Living with Other Plug-ins

So far, we have covered almost all general-purpose browser plug-ins in use today. Although there is a long tail of specialized or experimental plug-ins, their use is fairly insignificant and not something that we need to take into account when surveying the overall health of the online ecosystem.

Well, with one exception. An unspecified but probably significant percentage of online users can be expected to have an assortment of web-exposed browser plug-ins or ActiveX controls that they never knowingly installed, or that they were forced to install even though it’s doubtful that they would ever benefit from the introduced functionality.

This inexcusable practice is sometimes embraced by otherwise reputable and trusted companies. For example, Adobe forces users who wish to download Adobe Flash to also install GetRight, a completely unnecessary third-party download utility. Microsoft does the same with Akamai Download Manager on its developer-oriented website, complete with a hilarious justification (emphasis mine):^[175]

What is the Akamai Download Manager and why do I have to use it?
To help you download large files with reduced chance of interruption, some downloads require the use of the Akamai Download Manager.

The primary concern with software installed this way and exposed directly to malicious input from anywhere on the Internet is that unless it is designed with extreme care, it is likely to have vulnerabilities (and sure enough, both GetRight and Akamai Download Manager had some). Therefore, the risks of browsing with a completely unnecessary plug-in that only served a particular purpose once or twice far outweigh the purported (and usually unwanted) benefits.

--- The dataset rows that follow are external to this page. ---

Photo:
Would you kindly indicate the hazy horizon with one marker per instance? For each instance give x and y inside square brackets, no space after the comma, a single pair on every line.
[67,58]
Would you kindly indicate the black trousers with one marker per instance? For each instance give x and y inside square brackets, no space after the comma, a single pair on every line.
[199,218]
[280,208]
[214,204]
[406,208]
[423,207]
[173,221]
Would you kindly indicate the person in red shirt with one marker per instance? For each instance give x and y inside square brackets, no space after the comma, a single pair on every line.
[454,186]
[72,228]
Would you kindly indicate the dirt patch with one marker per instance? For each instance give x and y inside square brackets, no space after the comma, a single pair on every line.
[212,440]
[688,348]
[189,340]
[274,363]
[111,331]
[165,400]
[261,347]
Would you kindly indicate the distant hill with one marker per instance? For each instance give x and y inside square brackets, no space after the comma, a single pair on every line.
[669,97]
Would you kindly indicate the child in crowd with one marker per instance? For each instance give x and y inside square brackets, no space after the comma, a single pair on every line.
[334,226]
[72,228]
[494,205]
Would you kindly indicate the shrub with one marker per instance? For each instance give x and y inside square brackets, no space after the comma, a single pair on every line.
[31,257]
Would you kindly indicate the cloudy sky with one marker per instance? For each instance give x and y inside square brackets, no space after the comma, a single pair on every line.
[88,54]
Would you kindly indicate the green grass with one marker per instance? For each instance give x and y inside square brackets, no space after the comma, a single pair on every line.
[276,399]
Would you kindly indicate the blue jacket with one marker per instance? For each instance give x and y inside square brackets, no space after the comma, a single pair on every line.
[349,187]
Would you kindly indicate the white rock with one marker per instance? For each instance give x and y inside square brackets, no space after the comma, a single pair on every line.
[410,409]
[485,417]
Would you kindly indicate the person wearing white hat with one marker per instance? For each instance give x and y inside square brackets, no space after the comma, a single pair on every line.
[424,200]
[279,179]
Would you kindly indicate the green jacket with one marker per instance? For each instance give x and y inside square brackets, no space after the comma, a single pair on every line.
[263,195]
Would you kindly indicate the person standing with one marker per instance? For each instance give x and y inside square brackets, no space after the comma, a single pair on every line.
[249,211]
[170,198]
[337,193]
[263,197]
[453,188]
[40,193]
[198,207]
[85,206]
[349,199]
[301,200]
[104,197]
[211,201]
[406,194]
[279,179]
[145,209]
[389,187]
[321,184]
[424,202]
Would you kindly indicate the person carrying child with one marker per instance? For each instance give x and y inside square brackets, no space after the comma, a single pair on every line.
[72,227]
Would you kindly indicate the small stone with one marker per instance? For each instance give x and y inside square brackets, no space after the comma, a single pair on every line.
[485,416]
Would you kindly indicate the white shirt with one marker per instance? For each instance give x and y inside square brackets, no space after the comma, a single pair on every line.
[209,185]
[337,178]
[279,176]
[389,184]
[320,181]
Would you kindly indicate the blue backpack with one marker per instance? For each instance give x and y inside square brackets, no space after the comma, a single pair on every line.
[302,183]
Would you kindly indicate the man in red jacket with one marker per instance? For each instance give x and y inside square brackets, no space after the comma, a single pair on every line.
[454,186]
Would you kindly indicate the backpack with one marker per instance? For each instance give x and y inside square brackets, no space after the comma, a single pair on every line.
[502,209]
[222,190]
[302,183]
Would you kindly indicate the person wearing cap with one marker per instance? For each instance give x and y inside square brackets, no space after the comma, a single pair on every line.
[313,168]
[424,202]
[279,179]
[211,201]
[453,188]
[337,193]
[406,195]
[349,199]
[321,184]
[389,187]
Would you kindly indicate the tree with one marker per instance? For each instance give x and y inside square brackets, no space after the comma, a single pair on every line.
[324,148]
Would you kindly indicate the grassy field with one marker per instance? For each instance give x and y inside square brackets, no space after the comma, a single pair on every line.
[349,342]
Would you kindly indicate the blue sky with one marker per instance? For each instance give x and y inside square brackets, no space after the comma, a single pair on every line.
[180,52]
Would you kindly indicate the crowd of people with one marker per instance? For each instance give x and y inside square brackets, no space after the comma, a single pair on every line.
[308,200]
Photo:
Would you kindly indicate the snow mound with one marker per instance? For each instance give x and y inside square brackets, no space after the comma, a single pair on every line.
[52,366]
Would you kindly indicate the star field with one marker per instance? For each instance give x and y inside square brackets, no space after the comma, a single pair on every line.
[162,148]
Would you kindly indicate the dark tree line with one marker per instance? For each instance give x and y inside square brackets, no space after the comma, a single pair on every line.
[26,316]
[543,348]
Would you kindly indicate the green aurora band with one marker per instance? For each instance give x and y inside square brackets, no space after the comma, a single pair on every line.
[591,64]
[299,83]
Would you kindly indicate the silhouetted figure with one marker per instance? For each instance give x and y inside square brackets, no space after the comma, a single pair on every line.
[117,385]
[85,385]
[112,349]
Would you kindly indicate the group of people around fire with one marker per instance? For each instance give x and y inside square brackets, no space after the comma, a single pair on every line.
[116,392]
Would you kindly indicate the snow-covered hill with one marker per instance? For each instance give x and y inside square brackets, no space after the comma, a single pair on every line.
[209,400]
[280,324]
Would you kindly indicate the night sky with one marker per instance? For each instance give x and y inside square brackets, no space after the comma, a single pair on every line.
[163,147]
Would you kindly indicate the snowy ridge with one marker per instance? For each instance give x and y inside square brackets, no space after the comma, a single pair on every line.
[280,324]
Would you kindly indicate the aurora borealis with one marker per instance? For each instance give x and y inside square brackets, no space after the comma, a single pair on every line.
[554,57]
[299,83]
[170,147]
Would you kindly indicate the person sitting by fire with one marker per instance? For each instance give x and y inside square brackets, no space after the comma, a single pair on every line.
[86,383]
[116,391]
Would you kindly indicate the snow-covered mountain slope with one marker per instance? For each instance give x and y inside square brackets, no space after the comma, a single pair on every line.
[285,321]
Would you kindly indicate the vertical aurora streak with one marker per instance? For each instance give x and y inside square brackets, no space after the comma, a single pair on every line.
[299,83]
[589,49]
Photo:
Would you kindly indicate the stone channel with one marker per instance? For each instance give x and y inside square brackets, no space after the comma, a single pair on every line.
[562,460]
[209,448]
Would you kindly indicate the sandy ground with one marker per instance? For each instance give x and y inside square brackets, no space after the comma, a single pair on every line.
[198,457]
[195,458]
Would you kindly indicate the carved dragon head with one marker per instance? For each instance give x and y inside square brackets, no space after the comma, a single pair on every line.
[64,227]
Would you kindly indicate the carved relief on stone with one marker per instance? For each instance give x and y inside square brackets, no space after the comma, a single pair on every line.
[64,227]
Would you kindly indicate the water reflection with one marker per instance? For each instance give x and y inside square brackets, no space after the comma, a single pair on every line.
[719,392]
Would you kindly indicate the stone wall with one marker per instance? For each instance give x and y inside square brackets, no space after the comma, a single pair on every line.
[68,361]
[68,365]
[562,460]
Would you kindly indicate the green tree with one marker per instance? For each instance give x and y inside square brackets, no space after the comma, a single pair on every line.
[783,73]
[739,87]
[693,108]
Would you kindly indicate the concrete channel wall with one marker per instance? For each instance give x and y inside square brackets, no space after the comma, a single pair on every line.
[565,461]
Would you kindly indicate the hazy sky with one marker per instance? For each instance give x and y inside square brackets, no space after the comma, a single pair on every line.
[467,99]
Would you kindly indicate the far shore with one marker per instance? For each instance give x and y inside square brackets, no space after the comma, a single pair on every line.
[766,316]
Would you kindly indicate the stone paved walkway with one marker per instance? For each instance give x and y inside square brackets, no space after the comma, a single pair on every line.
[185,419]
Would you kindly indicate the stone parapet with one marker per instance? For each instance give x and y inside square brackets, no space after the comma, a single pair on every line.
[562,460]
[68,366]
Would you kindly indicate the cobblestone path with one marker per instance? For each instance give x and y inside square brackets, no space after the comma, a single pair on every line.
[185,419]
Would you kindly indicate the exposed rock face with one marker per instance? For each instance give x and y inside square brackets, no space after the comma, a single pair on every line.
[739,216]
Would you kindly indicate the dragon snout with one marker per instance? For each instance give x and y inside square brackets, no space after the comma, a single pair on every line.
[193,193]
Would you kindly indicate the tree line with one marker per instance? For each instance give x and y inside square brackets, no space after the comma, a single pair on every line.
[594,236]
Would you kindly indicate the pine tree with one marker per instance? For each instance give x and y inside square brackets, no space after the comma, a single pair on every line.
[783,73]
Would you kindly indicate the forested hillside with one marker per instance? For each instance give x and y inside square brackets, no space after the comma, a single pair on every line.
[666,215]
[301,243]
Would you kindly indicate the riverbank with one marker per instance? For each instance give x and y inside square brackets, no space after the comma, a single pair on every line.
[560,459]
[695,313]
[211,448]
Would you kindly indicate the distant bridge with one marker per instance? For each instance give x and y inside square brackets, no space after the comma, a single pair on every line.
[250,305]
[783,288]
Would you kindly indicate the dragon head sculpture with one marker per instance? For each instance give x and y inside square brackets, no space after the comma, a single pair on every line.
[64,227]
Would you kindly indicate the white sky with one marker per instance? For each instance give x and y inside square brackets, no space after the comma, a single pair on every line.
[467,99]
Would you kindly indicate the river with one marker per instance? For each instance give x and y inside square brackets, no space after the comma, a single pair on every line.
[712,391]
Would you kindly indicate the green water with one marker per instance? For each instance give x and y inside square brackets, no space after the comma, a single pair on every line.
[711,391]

Security Engineering Cheat Sheet

When Serving Plug-in-Handled Files

Data from trusted sources: Data from trusted sources is generally safe to host, but remember that security vulnerabilities in Flash, Java, or Silverlight applets, or in the Adobe Reader JavaScript engine, may impact the security of your domain. Avoid processing user-supplied URLs and generating or modifying user-controlled HTML from within plug-in-executed applets. Exercise caution when using the JavaScript bridge.
User-controlled simple multimedia: User-controlled multimedia is relatively safe to host, but be sure to validate and constrain the format, use the correct Content-Type, and consult the cheat sheet in Chapter 13 to avoid security problems caused by content-sniffing flaws.
User-controlled document formats: These are not inherently unsafe, but they have an increased risk of contributing security problems due to plug-in design flaws. Consider hosting from a dedicated domain when possible. If you need to authenticate the request to an isolated domain, do so with a single-use request token instead of by relying on cookies.
User-controlled active applications: These are unsafe to host in sensitive domains.

When Embedding Plug-in-Handled Files

Always make sure that plug-in content on HTTPS sites is also loaded over HTTPS,^[42] and always explicitly specify the type parameter on <object> or <embed>. Note that because of the non-authoritative handling of type parameters, restraint must be exercised when embedding plug-in content from untrusted sources, especially on highly sensitive sites.

Simple multimedia: It is generally safe to load simple multimedia from third-party sources, with the caveats outlined above.
Document formats: These are usually safe, but they carry a greater potential for plug-in and browser content-handling issues than simple multimedia. Exercise caution.
Flash and Silverlight: In principle, Flash and Silverlight apps can be embedded safely from external sources if the appropriate security flags are present in the markup. If the flags are not specified correctly, you may end up tying the security of your site to that of the provider of the content. Consult the cheat sheet in Chapter 9 for advice.
Java: Java always ties the security of your service to that of the provider of the content, because DOM access to the embedding page can’t be reliably restricted. See Chapter 9. Do not load Java apps from untrusted sites.

If You Want to Write a New Browser Plug-in or ActiveX Component

Unless you are addressing an important, common-use case that will benefit a significant fraction of the Internet, please reconsider. If you are scratching an important itch, consider doing it in a peer-reviewed, standardized manner as a part of HTML5.

^[42]If loading an HTTP-delivered applet on an HTTPS page is absolutely unavoidable, it is safer to place it inside an intermediate HTTP frame rather than directly inside the HTTPS document, as this prevents the applet-to-JavaScript bridge from being leveraged for attacks.